Melodrama is back. The blockbuster hit No Other Woman cleared the path for its return paving a more acceptable passage for the likes of Yesterday Today and Tomorrow. Come to think of it – melodrama never left. Mano Po carried the torch throughout the past decade (even if it was an annual affair). In between hundreds of horror films and thousands of romantic comedies Star Cinema releases a couple of melodramatic fares. But since hitting the pot of gold with No Other Woman, it is a safe bet the film production giant will release more from the much-missed genre (at least IN MY CASE I missed it a lot). Its latest offering, The Mistress, stars the bankable pair-up of John Lloyd Cruz and Bea Alonzo, touted to be the latter’s most daring screen project to date. It is also the comeback movie of the great Hilda Koronel. In one interview, the actress admitted the story lured her back to acting, “It has to be touching, it has to move me. Kapag binabasa ko ‘yung script na ‘yan kailangan nararamdaman ko’ yung emotion na tumatakbo dun sa script lalo na ‘yung mga dialogue. Kailangan habang sinasabi ko ‘yun maiiyak ba ako o hindi, something like that, nararamdaman ko dapat.” I did not shed tears last night but had a number of stifled shrieks during confrontation scenes. Pulling strength from its lead stars, The Mistress is reminiscent of the melodramas of the past featuring complicated relationships, delicious lines but without the usual face-slapping and hair-pulling scenes.
(I promise a spoiler-free post so no film recap here.)
Cruz is often compared to his (admit it) look-alike Dindo Fernando. Like Fernando, he is not the chiseled-face and abs-sculpted leading man most movie stars are but his talent and charisma carries him through a mind-blogging box-office streak. Cruz banners six of the ten highest-grossing local films – a movie ka-ching shoo-in if there is one. Though his record attests he can be paired with different leading ladies, his team-up with Alonzo is just more magical. (Just ask the millions of One More Chance fanatics out there.) The magic continues in The Mistress despite inhabiting more mature characters. Most of the positive reaction from the audience were during their scenes together and the reason is a no-brainer – SCREEN CHEMISTRY. These kids just look good together and the kind of stuff no acting school can ever teach.
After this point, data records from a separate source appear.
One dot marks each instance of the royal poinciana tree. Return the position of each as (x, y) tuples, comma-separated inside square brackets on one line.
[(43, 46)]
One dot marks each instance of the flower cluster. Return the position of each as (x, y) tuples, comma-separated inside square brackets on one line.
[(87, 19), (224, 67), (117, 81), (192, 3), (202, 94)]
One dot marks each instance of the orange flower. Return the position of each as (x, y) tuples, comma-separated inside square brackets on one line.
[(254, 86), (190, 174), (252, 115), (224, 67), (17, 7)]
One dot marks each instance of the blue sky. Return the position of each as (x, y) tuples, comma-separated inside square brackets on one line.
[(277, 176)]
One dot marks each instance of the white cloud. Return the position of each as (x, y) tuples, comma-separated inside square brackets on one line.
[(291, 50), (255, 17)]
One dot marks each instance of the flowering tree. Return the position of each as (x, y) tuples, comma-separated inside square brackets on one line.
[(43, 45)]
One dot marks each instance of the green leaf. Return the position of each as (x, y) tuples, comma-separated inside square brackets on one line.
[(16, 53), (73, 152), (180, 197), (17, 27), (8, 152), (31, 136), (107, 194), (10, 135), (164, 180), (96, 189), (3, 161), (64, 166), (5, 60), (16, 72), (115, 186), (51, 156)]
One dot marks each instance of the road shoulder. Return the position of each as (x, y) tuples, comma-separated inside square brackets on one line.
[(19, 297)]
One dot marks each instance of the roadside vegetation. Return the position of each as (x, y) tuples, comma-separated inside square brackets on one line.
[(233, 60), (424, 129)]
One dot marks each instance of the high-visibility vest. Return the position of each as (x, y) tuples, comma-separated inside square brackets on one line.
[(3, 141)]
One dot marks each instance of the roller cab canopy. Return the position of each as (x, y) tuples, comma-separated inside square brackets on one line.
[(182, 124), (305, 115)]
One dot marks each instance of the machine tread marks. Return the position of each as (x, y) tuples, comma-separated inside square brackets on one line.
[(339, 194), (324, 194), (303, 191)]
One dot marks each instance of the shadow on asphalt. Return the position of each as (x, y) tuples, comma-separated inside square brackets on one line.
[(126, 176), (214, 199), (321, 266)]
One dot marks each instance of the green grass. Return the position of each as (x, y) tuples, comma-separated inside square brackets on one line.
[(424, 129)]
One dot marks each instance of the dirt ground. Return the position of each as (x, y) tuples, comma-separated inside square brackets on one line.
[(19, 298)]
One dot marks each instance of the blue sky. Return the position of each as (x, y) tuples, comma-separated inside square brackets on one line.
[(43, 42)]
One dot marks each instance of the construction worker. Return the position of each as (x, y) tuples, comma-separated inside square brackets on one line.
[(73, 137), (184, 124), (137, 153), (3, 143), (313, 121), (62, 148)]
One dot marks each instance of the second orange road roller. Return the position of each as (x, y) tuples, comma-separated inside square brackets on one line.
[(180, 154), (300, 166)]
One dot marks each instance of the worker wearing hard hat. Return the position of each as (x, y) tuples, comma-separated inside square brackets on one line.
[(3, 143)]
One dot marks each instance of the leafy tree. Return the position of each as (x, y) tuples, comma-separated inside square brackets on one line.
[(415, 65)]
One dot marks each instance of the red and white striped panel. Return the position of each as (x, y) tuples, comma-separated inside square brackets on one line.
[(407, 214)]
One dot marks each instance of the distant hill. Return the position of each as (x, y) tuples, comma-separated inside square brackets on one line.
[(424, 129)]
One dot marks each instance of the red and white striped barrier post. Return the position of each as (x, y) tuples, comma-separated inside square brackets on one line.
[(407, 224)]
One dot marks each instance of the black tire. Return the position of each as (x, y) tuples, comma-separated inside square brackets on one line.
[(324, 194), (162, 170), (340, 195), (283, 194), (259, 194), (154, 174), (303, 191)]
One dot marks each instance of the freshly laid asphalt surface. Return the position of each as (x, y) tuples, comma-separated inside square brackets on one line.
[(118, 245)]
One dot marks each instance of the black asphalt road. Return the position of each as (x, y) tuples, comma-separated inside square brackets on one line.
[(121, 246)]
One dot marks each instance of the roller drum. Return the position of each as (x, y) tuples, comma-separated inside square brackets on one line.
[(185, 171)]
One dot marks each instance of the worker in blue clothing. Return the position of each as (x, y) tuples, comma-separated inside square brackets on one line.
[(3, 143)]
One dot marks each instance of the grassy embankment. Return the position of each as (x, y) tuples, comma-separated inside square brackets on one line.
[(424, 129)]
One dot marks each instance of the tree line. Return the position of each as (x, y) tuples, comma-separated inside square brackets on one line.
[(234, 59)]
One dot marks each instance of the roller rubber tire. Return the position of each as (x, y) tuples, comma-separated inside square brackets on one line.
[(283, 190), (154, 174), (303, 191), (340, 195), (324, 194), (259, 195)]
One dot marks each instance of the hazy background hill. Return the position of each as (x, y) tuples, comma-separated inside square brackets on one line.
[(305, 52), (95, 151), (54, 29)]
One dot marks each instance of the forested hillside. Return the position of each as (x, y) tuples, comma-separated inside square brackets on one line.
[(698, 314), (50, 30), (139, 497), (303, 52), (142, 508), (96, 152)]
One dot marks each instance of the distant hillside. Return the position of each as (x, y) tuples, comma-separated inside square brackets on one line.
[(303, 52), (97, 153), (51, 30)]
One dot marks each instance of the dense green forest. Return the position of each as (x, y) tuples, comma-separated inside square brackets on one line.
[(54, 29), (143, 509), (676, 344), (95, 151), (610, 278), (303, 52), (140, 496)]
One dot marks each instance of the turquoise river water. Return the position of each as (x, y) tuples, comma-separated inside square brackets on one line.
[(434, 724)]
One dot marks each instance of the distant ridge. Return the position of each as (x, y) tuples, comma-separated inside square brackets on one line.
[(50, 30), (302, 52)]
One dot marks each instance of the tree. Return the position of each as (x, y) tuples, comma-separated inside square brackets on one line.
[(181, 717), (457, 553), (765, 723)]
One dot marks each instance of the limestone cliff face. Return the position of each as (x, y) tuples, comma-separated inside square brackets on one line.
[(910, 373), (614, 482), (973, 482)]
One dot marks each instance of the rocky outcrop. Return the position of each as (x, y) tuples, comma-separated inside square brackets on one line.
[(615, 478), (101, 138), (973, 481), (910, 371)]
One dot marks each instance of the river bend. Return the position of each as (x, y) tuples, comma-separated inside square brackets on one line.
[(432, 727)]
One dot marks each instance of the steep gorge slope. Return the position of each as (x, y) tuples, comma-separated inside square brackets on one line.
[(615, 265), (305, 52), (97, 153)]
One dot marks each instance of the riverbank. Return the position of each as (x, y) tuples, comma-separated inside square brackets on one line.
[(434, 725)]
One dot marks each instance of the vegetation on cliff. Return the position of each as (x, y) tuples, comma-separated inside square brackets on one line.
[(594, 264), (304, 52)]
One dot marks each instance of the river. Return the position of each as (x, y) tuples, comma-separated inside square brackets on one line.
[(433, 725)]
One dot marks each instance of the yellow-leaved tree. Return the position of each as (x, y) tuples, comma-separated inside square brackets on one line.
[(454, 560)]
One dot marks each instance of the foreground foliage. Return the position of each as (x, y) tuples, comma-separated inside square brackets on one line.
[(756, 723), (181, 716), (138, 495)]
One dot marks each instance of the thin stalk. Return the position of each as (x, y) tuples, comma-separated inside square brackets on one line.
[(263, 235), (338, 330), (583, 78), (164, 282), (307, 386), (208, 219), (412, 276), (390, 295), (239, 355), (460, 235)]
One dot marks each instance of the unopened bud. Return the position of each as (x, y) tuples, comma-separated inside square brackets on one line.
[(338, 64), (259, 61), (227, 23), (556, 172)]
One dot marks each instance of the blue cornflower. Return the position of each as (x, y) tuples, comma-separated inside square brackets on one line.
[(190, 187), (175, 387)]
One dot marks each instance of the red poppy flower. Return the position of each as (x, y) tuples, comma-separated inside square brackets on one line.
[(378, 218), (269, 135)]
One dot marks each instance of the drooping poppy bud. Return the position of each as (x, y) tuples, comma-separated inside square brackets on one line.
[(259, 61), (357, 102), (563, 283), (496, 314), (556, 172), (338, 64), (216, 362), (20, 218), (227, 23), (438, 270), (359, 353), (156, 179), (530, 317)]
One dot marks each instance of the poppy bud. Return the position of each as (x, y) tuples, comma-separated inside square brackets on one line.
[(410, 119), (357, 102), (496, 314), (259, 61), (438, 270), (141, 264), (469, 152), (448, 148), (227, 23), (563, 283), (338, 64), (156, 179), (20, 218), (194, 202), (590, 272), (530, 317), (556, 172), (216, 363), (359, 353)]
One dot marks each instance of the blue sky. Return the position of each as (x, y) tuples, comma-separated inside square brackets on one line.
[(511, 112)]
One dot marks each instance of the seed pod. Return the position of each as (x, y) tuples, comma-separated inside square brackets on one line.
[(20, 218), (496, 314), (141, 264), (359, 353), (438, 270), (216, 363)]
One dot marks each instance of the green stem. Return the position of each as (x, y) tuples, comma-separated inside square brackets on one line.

Also noticeable is the improvement in Alonzo’s speaking voice. Her voice used to sound like its about to break into sobs but that has been lessened. As the titular character, she did a competent job as a lover, mistress, daughter and granddaughter. (I had to include the granddaughter part because I loved her scenes with Anita Linda who is both delightful and heartbreaking as her grandmother.) Just one thing: Bea tends to stare open-mouthed in some of her scenes and it is kind off-putting but other than that she proved her acting mettle once more.
“He is with her every Thursday, every f*ckin’ Thursday f*ckin’ her!” Hilda Koronel delivered the line with equal parts relish and spite in the middle of a drunken marathon and am like, “More of her please! More Hilda!” Not a speck of acting rust afflicts this incredible actress. The best scene: an inebriated Koronel about to fall asleep but not before revealing an old secret. There she is scared, guilt-ridden and in a dramatic high all of sudden dropping a punchline. Her impressive dramatic stature has obscured her comic talent. I am going to spell it out: C-R-Y-I-N-G L-A-D-I-E-S.
The Mistress has its share of negative points including distracting theme songs, predictable plot twists and a so-so denouement. Let me elucidate on the ending: I like the final scene except for the sort of dream sequence. The process of knotting the loose ends is a bit of blah and too derivative for me (each of us has a different taste). It could have been better but the film remains compelling and should enthrall hardcore fans and the general audience. I just like a proper melodrama and this is more than sufficient.
- The Alonzo-Cruz team-up is the most credible and formidable acting partnership out there because theirs is built on a no drama foundation. It thrives on their film output not made-up press release crap.
- K Brosas is hilarious. Her quips are just effin hilarious.
- Clarence Delgado – the uber-cute kid in the film – is quite the scene-stealer as Mamon.